What is cohort analysis?
Cohort analysis groups users by a shared starting point — typically when they first signed up or when they performed a specific action — and tracks their behavior over time. It is one of the most effective ways to measure retention and understand whether your product is improving for new users.
Creating a cohort
- Navigate to Cohorts in your analytics project.
- Click New Cohort.
- Choose how to define the cohort:
By first-seen date
Groups users by the week or month they were first identified in Userorbit. This is the most common cohort type and is ideal for measuring new user retention.
Select First Seen as the cohort basis and choose a granularity (weekly or monthly).
By event
Groups users by when they first performed a specific event. This is useful when you want to measure retention from a milestone rather than signup.
Select Event as the cohort basis, choose the event (for example, onboarding_completed), and set the granularity.
Configuring the return event
After defining the cohort, specify the return event — the action that indicates a user came back. Common return events include:
loginorsession_started— General activity retention.feature_used— Feature-specific retention.- Any event that represents meaningful engagement in your product.
Reading retention tables
The cohort view displays a retention table — a grid where:
- Rows represent cohorts (groups of users from a specific time period).
- Columns represent time periods after the cohort's starting point (Week 0, Week 1, Week 2, etc.).
- Cell values show the percentage of users from that cohort who performed the return event in that period.
How to interpret the table:
- Week 0 / Month 0 is always 100% — it represents the starting period.
- Reading across a row shows how a single cohort's engagement declines (or holds) over time.
- Reading down a column shows whether newer cohorts retain better or worse than older ones at the same age.
- Color intensity helps you spot patterns — darker cells indicate higher retention.
Comparing cohorts
Comparing cohorts is where the real insights emerge. Look for these patterns:
- Improving retention curve — If newer cohorts (lower rows) have higher percentages than older ones at the same column, your product changes are working.

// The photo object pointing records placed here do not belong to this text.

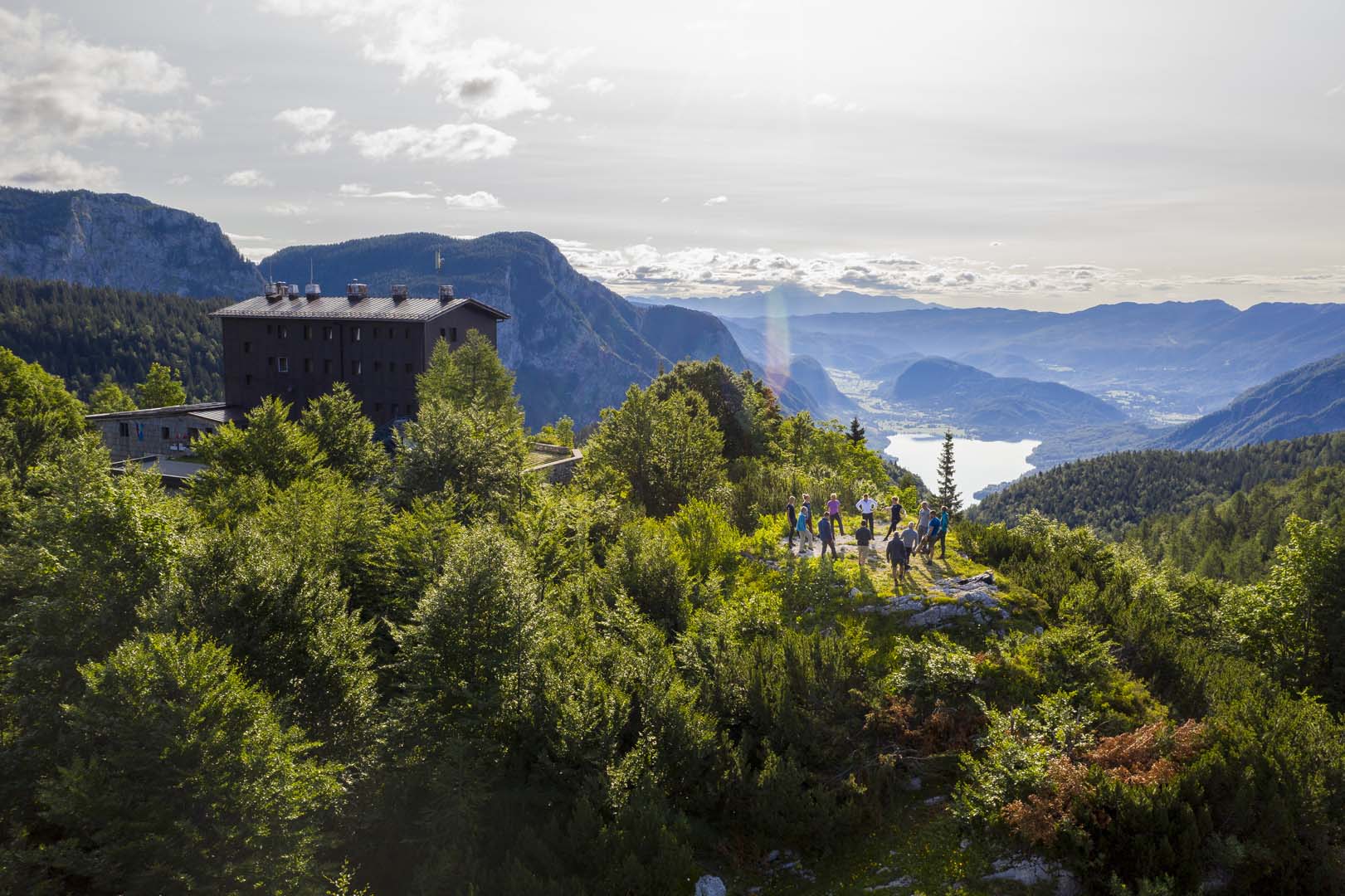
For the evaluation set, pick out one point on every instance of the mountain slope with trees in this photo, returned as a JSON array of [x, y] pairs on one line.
[[120, 241], [1301, 402], [1115, 491], [89, 334], [573, 343]]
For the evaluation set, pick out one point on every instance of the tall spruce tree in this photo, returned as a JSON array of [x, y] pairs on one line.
[[948, 495], [855, 433]]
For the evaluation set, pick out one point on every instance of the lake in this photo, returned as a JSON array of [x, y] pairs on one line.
[[976, 463]]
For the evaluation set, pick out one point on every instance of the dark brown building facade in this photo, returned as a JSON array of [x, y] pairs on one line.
[[298, 346]]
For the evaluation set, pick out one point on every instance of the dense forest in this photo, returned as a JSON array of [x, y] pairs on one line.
[[333, 668], [1117, 491], [89, 334]]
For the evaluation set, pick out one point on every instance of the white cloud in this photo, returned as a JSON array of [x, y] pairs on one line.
[[307, 119], [285, 209], [827, 101], [54, 171], [487, 77], [446, 143], [596, 86], [314, 124], [58, 89], [479, 201], [248, 178]]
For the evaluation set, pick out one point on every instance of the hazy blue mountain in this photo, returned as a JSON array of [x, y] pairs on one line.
[[574, 344], [120, 241], [1153, 359], [1301, 402], [996, 407], [787, 300]]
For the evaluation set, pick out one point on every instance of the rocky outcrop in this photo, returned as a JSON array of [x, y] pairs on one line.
[[123, 241]]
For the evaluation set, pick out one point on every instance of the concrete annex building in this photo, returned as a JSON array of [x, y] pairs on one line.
[[298, 346]]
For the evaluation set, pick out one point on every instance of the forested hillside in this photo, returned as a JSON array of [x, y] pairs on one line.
[[86, 334], [1119, 490], [1236, 538], [329, 668], [1299, 402]]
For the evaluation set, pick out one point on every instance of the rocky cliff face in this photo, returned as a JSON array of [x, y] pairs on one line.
[[116, 240], [574, 344]]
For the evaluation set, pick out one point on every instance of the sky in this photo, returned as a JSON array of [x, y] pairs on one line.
[[1031, 155]]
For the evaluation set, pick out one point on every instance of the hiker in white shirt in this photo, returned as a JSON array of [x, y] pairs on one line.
[[866, 506]]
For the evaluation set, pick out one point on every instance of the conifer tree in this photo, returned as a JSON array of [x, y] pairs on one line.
[[855, 433], [162, 387], [948, 495]]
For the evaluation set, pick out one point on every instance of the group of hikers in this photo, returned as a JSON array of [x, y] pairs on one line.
[[918, 537]]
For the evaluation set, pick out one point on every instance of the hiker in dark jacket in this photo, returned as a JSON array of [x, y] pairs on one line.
[[900, 560], [898, 513], [826, 532]]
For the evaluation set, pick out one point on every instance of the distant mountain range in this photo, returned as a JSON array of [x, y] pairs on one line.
[[1301, 402], [121, 241], [787, 302], [994, 407], [1154, 361]]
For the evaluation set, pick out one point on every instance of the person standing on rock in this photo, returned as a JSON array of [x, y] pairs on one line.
[[898, 513], [834, 513], [803, 528], [911, 538], [827, 536], [862, 536], [943, 533], [866, 506], [900, 560]]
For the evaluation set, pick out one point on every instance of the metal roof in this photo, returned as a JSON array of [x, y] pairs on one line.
[[342, 309]]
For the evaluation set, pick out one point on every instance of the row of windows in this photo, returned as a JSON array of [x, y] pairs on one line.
[[164, 432], [355, 334]]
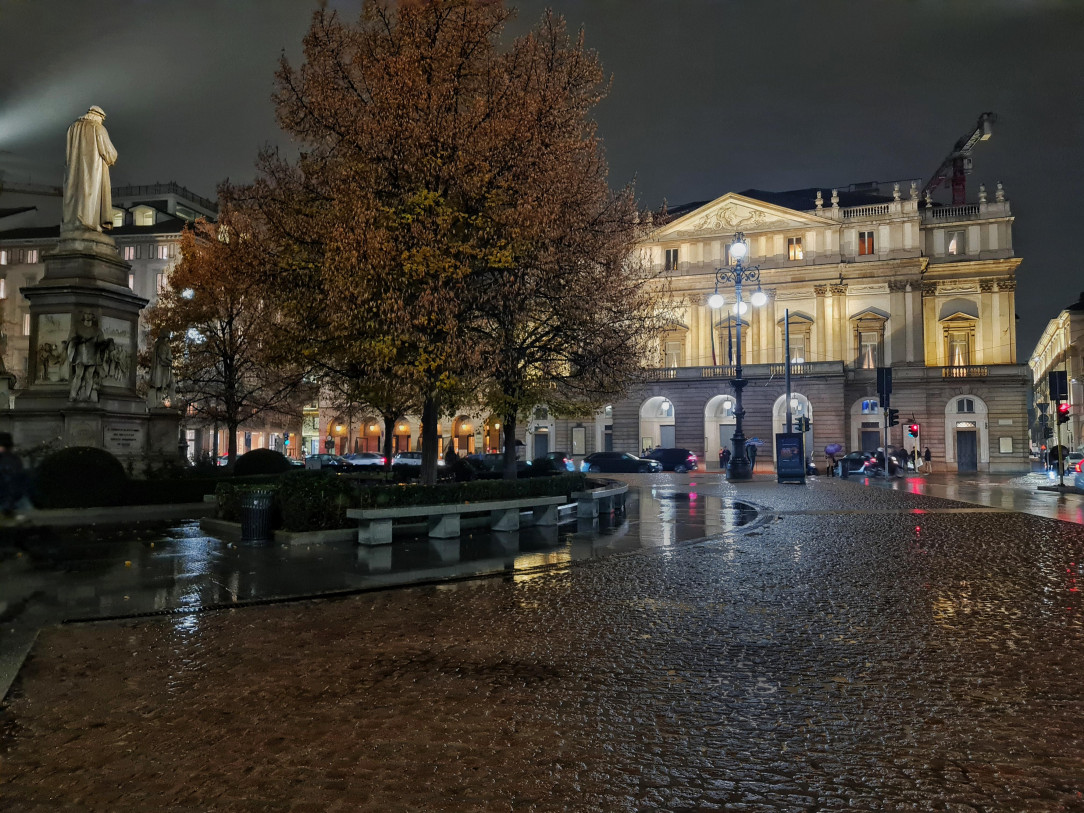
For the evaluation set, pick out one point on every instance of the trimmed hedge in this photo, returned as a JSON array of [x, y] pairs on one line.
[[388, 497], [261, 461], [79, 477]]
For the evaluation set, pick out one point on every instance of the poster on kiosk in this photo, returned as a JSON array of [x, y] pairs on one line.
[[789, 457]]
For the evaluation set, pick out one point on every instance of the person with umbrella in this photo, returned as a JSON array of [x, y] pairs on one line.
[[830, 451]]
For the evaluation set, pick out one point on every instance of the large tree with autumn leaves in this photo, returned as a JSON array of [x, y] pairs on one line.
[[227, 346], [448, 224]]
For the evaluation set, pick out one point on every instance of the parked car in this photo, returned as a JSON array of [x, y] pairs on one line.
[[328, 463], [491, 464], [614, 462], [407, 459], [674, 460], [366, 459], [562, 460]]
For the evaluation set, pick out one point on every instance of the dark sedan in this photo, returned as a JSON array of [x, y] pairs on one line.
[[617, 462], [674, 460]]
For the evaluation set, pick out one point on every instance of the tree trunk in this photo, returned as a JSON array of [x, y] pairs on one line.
[[231, 446], [510, 447], [389, 427], [430, 441]]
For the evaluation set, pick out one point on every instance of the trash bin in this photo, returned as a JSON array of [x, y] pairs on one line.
[[256, 515]]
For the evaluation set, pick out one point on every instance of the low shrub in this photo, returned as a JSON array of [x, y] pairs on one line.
[[261, 461], [79, 477], [312, 501], [387, 497]]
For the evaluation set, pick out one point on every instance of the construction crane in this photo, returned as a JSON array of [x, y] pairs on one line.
[[957, 164]]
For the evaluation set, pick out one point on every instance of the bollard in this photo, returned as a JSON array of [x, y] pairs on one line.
[[256, 516]]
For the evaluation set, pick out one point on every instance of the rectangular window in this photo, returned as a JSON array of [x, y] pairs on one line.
[[798, 349], [868, 350], [959, 349], [673, 353]]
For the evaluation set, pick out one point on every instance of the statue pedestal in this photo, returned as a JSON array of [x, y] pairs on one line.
[[85, 326]]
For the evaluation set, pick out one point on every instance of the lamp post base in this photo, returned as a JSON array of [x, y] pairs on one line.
[[739, 469]]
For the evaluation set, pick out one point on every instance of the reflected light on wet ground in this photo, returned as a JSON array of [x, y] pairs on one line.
[[179, 569]]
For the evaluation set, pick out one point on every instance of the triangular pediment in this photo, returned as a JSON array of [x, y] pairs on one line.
[[734, 213]]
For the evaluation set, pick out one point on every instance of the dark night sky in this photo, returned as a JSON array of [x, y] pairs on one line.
[[708, 97]]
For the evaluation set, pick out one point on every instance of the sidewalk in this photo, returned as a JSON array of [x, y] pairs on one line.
[[848, 650]]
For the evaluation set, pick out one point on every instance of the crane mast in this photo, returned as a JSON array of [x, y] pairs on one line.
[[957, 164]]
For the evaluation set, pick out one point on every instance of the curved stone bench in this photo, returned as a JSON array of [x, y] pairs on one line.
[[606, 500], [374, 525]]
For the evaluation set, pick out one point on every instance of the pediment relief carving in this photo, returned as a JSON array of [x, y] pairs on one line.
[[736, 214]]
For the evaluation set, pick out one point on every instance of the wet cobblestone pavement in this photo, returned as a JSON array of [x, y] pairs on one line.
[[855, 649]]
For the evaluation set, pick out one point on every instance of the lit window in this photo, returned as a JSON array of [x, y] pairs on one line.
[[671, 259], [798, 349], [868, 350], [673, 353], [959, 349]]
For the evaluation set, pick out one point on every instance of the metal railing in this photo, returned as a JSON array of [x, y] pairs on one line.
[[865, 211], [971, 371]]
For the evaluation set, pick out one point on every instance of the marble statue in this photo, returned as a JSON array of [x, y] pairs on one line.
[[85, 347], [160, 391], [88, 199]]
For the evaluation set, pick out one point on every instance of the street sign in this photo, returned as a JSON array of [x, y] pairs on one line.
[[789, 457], [1058, 384]]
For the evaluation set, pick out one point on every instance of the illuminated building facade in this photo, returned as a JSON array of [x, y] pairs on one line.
[[870, 278]]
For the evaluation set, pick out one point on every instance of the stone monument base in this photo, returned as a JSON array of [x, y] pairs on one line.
[[123, 426]]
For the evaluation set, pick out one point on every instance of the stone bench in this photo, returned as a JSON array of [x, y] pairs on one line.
[[601, 501], [374, 525]]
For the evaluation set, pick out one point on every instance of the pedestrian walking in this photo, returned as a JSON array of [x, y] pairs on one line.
[[12, 477]]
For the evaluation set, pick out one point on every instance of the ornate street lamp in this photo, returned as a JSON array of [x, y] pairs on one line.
[[739, 468]]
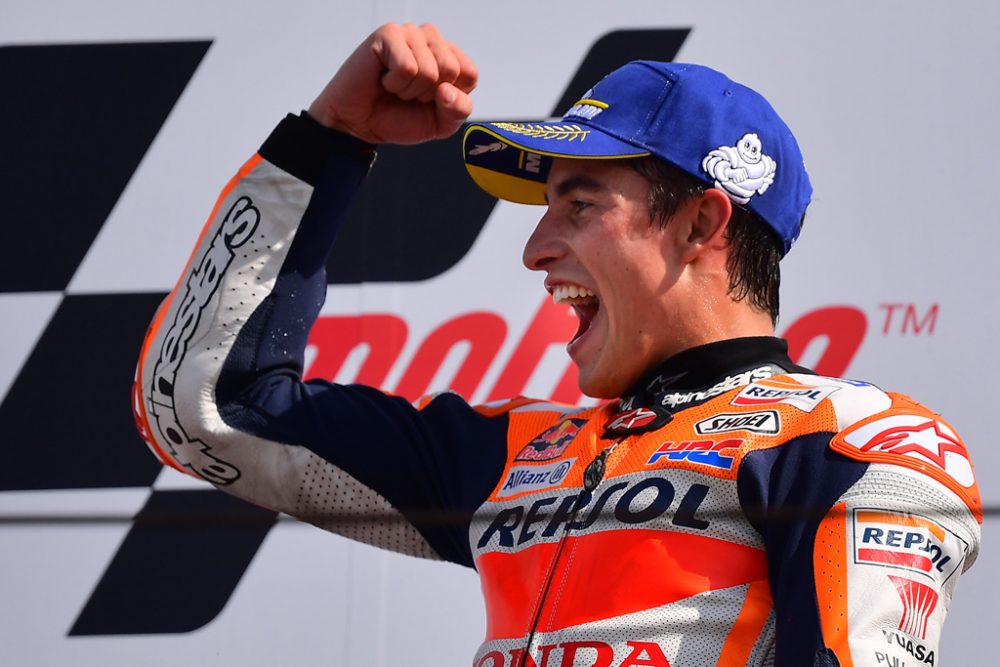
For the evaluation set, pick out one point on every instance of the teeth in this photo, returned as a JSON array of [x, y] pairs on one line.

- Declining retention — If newer cohorts retain worse, investigate what changed — a new user experience issue, a change in acquisition channels, or a product regression.
- Stabilization point — The column where retention stops declining significantly. This is your product's natural retention floor and a key metric to track over time.
Filtering cohorts
You can apply filters to focus your cohort analysis:
- Segment filter — Analyze retention for a specific user segment, such as pro plan users only.
- Property filter — Narrow to users with specific attributes, like users from a particular country.
- Date range — Limit the analysis to cohorts from a specific time window.
Exporting cohort data
To share cohort analysis with stakeholders or perform further analysis, export the retention table as a CSV file. Click the Export button in the top-right corner of the cohort view.
Best practices
- Use weekly cohorts for products with frequent usage and monthly cohorts for products with longer usage cycles.
- Compare cohorts before and after significant product changes to measure impact.
- Combine cohort analysis with segments to understand which user groups retain best.
- Track your stabilization point over time — it is one of the best indicators of product-market fit.